Por tanto, yo diría que, si los condenados fueron culpables de algo,
fue de actuar en el marco de dinámicas de juegos de suma cero. Y si bien
esto parece algo nimio, acostumbrados como estamos a que tantos lo
hagan, no deja de ser relevante. Primero, porque los/las conductores de
la hoja de ruta del procés, en nuestra humilde opinión,
defendieron ciertos fines que quedaban deslegitimados por la forma y
extensión en que se plantaban. Y, segundo, porque en su actuación
conforme a los mismos, atacaron de forma inadecuada los cimientos de la
convivencia social en su intento de ganar completamente en esta dinámica
de juegos de suma cero. Por ejemplo, al aprobar las leyes de
desconexión, celebrar el referéndum o proclamar la declaración de
independencia unilateral. De este modo, paradójicamente, los presos
enfrentaron equivocadamente, cuando aún estaban en libertad, al dilema del prisionero. No cabe duda de que desde la otra parte hubo respuestas desmedidas e inaceptables, pero eso es otra cuestión que ya hemos tratado en su momento.
En conclusión, cuando se habla de que los fines eran legítimos y los
medios pacíficos, reconociendo esto último, debemos negar la premisa
mayor. Y es que los fines, del modo y con la extensión en que eran
buscados, no eran legítimos, y mucho menos como justificación para la
resistencia y la desobediencia civil. La prisa que manifiesta de nuevo
el señor Torra sumándose al eslogan de “ho tornarem a fer” y proponiendo un nuevo referéndum en la próxima primavera se enmarca en esta misma posición.
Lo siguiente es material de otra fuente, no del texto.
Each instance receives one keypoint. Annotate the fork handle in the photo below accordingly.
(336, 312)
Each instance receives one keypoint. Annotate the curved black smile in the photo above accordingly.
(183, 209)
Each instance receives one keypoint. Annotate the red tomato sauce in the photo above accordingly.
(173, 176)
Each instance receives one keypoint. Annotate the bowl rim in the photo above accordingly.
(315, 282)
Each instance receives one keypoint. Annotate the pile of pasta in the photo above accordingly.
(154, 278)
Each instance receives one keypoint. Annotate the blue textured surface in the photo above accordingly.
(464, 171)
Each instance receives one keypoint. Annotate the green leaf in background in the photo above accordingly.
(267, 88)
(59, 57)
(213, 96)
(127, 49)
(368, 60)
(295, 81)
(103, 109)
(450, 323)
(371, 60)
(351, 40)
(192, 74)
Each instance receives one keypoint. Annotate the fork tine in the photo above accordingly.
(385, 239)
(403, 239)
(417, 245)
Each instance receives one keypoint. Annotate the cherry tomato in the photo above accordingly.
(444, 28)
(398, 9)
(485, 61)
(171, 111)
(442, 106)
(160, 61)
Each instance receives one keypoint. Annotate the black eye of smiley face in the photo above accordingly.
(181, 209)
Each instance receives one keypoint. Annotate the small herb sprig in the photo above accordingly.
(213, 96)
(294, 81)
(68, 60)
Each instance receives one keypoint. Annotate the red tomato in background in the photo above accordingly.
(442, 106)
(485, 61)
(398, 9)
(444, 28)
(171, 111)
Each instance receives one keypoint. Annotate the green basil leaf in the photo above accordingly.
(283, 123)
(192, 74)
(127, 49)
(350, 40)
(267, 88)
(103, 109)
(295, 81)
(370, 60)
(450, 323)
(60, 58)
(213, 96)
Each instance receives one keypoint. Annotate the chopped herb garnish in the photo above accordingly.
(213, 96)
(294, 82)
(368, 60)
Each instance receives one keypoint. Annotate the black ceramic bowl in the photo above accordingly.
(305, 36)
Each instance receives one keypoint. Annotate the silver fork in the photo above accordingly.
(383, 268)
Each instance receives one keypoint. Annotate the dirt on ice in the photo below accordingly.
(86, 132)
Nos encontramos, pues, ahora que la respuesta desproporcionada por
parte del Estado a las insensatas acciones de los dirigentes del procés,
unida al inmovilismo del nacionalismo español, ha desembocado en una
frustración que ha conducido a la aceptación de la violencia como último
recurso de protesta por parte de los más jóvenes. Pero no debe
olvidarse que hay una cuestión viciada en el origen del planteamiento de
este proyecto, al menos tal y como se ha desarrollado estos años.
No es mi intención concluir con un simple reparto de culpas estéril que desemboque en un nuevo círculo de “y tú más”,
tan habitual en la política española. Es preciso aferrase a la
esperanza y al optimismo. Decía una canción del (madrileño) grupo
Mecano: “que con mis piedras hacen ellas su pared”. Después de la
tempestad debe venir la calma. Muchas gentes con posiciones intermedias
de una y otra orilla lleva años dialogando, desde diversos ámbitos y en
la línea del mencionado modelo de democracia deliberativa. Así lo
llevamos haciendo dos años un grupo de personas con diversas
sensibilidades políticas, coordinados desde Cristianisme i Justícia. Fruto de nuestra mutua escucha fue el manifiesto “Es posible renovar la convivencia”.
Creo que hoy más que nunca ese diálogo que tienda puentes es necesario (y así lo reclaman muchos).
Desde mi perspectiva, esa construcción en positivo debería transitar
por propuestas que, de un lado, superen planteamientos identitarios
excluyentes y, de otro, exploren con creatividad la superación de
estructuras políticas cada vez más obsoletas como son las del
Estado-nación. Todo ello de cara a abordar los inmensos desafíos que el
presente nos impone. En todo caso, como dice un buen amigo del otro lado del puente, “seguimos”.